Sin el apoyo correspondiente y viendo que la situación no cambiaba, este médico decidió priorizar su salud y renunció a su plaza de Familia. Los meses posteriores no fueron fáciles. Depresión, inseguridades y muchas dudas: "No tenía claro si valía para la Medicina", y añade que estuvo dos meses 'luchando' contra los pensamientos negativos, prácticamente, a diario. 

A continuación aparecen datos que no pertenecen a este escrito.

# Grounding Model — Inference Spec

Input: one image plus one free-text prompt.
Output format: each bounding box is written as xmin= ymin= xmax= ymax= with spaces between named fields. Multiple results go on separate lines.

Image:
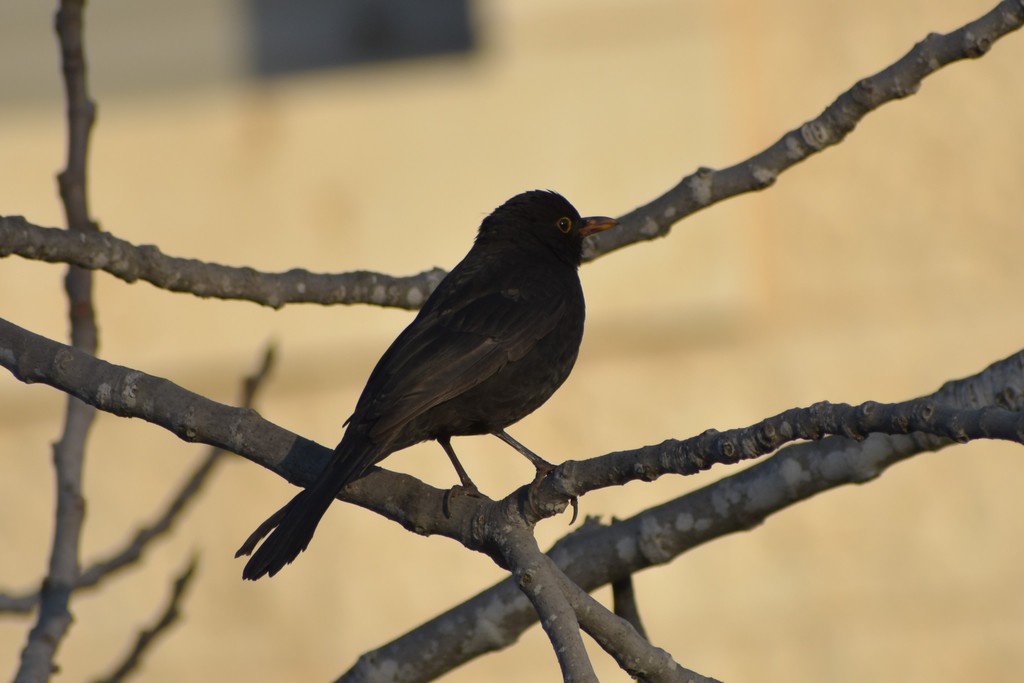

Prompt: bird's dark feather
xmin=238 ymin=190 xmax=613 ymax=580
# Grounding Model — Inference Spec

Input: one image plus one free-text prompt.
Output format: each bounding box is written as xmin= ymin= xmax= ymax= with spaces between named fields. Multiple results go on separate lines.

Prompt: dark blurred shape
xmin=248 ymin=0 xmax=474 ymax=76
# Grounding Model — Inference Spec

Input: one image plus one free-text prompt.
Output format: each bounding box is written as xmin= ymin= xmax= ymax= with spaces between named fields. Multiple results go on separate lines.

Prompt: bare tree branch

Renunciar al MIR y trabajar como médico sustituto de Primaria


Tras ese periodo de tiempo, el servicio de salud de una comunidad autónoma le llamó para que se incorporara como médico sustituto. Él ya había estado en este puesto tiempo atrás, pero dudó seriamente de si aceptarlo debido a las secuelas provocadas por las guardias. Sin embargo, dejó el malestar a un lado y decidió aceptar la oferta de trabajo. "Acababa de pasar por ese mal trago y no sabía lo que me depararía mi nuevo destino. Pero, al volver a este puesto, me di cuenta de que el problema no era yo, sino los turnos de 24 horas", ha subrayado. 

En la actualidad, este profesional trabaja como facultativo sustituto en Atención Primaria atendiendo a unos pacientes que están "muy contentos" con su labor. Se siente realizado y afirma que gana más ahí que siendo R1 de Familia. "Además, no hago guardias", ha añadido. Aun así, este no es el futuro que anhela y tiene previsto migrar a otro país europeo para cumplir sus sueños dentro de la Medicina.